If you want to keep your data center running, you need an inexpensive and reliable energy source. Renewable energy is neither cheap nor reliable. Nuclear power is cheap and reliable, but adding capacity takes time. This leaves us with cheap and reliable fossil fuels. When these types of AI data centers emerge in the United States, electricity demand will go through the roof. And natural gas is what we need to keep our power plants online until nuclear capacity increases across the United States. This leaves us with a great opportunity that market participants have so far missed out on.
Energy sector weight near multi-decade lows
The first chart clearly shows that the energy sector’s weight in the S&P 500 index has fallen to about 2.6%. This is well below the 15% level in 2008 and well below the peak of the last supercommodity cycle of the 1980s and 1990s. In contrast, technology has expanded to the point where it dominates the index. This structural underestimation suggests that energy ownership remains low compared to historical norms, even as AI power demand is rapidly increasing globally.

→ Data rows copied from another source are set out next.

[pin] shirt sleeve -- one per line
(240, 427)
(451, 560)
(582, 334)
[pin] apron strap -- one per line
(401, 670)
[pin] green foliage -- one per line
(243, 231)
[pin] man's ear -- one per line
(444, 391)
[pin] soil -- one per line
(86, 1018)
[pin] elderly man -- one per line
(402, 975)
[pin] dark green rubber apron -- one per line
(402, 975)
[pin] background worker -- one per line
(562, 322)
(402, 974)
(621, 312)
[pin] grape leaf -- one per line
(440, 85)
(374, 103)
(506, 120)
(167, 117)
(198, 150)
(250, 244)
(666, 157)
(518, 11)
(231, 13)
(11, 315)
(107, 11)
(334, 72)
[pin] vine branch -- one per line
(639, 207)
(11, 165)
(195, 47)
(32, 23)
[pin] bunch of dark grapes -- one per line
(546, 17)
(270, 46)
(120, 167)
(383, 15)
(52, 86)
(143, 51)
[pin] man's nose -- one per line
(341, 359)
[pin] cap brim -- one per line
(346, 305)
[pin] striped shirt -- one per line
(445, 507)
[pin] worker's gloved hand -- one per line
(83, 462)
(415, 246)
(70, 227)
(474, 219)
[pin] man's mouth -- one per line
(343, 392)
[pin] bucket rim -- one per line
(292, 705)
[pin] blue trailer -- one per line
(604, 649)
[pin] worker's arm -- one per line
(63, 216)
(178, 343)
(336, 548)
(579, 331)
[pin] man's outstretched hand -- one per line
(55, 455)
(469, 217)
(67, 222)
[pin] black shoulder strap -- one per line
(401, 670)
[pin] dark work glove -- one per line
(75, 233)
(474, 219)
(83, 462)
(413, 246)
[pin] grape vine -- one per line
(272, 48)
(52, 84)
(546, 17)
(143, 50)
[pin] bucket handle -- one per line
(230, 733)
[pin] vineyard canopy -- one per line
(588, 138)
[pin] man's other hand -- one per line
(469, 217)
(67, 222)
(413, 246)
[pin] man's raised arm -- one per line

Energy vs. Technology: Mean Reversion Settings?
A comparison of the S&P 500 Energy Index and the S&P 500 Information Technology Index shows that energy for technology is nearing historic lows in 2021. This ratio is extreme considering the massive rise in technology, especially AI-related names. Any rotation or even partial normalization can result in energy performance exceeding the technology in the next cycle.
Natural gas futures return to strength
Natural gas futures are nearing levels last seen during the December 2022 rally. The recent upward momentum signals a potential inflection point, often seen in the early stages of broad commodity bull markets. Natural gas futures appear to be pricing in a favorable demand outlook, coupled with stronger demand from the global LNG market and increased consumption from data centers.
Conclusion: How to navigate the decade of AI wisely
AI may or may not fulfill its most ambitious promises, but the infrastructure that powers it will be an inevitable and sustained boom. If the load on the world’s data centers doubles, the world will need more power.
However, energy remains one of the most undervalued segments of global stock indices. This creates a unique opportunity to invest in not just the story of AI, but the power behind it.
Even if enthusiasm for AI cools, global electricity demand will continue to increase through electrification, cloud expansion, and industrial transition. So whether the hype holds true or not, the energy sector offers a unique, low-risk way to benefit from the AI era.
Disclaimer: The views and investment tips expressed by investment professionals on Moneycontrol.com are their own and not the views of the website or its management. Moneycontrol.com advises users to check with certified professionals before making any investment decisions.